Mexicans, who are mostly if not completely Amerind (in the case of indios and mestizos, are of Siberian descent like “First Nations” people and do not fit in well in this society. Their repatriation to Siberia would be the most sensible solution. Similarly, African-Americans would be happiest in Africa, which if they can reclaim it from wannabe colonialists from India, China and the Middle East, would be an excellent continent full of natural resource wealth and abundant rich land.
Why is immigration such an issue now?
To understand immigration in 2015 AD, we must look to 1965 AD when the Immigration and Nationality Act, a.k.a. the Hart-Celler Act was passed. This act changed American immigration patterns to their opposite; where formerly the United States allowed in mostly Western Europeans, it now put its focus on people from the third world. The reasoning behind this act was that Democrats knew from experience with African-Americans, Amerinds and Hawaiians that non-whites would never vote in any substantial numbers for Republicans. The Democrat solution was to replace the WASP nation of America with a third world population so that Democrats would remain in power forever.
Other than the recklessness and stupidity of this typical liberal social engineering, it possessed one other salient factor: it put Republicans on the defensive with accusations of “racism.” Any Democrat program was designed to benefit the new Hart-Cellar majority, and so any opposition to it, by the reflexive property, was “racist.” This insult has silenced Republicans for the decades since WWII — since it allowed easy analogies to Hitler — and has forced acceptance of every liberal program designed to cultivate and indoctrinate this new majority.

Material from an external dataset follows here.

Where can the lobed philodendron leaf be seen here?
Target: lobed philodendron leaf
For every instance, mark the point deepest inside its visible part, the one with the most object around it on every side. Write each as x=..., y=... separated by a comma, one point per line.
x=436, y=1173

Mainstream Republicans are experts at getting along with the system, not doing what is right. They have gone along with the immigration platform under the assumption that some day, Republicans can become a less-Democrat Democrat party for the new sea of brown faces. Trump, who owes no allegiance to the political system, has made his political career so far entirely on the basis of being willing to challenge the demographic shift engendered by the Hart-Cellar Act, but it is unclear if he will go far enough.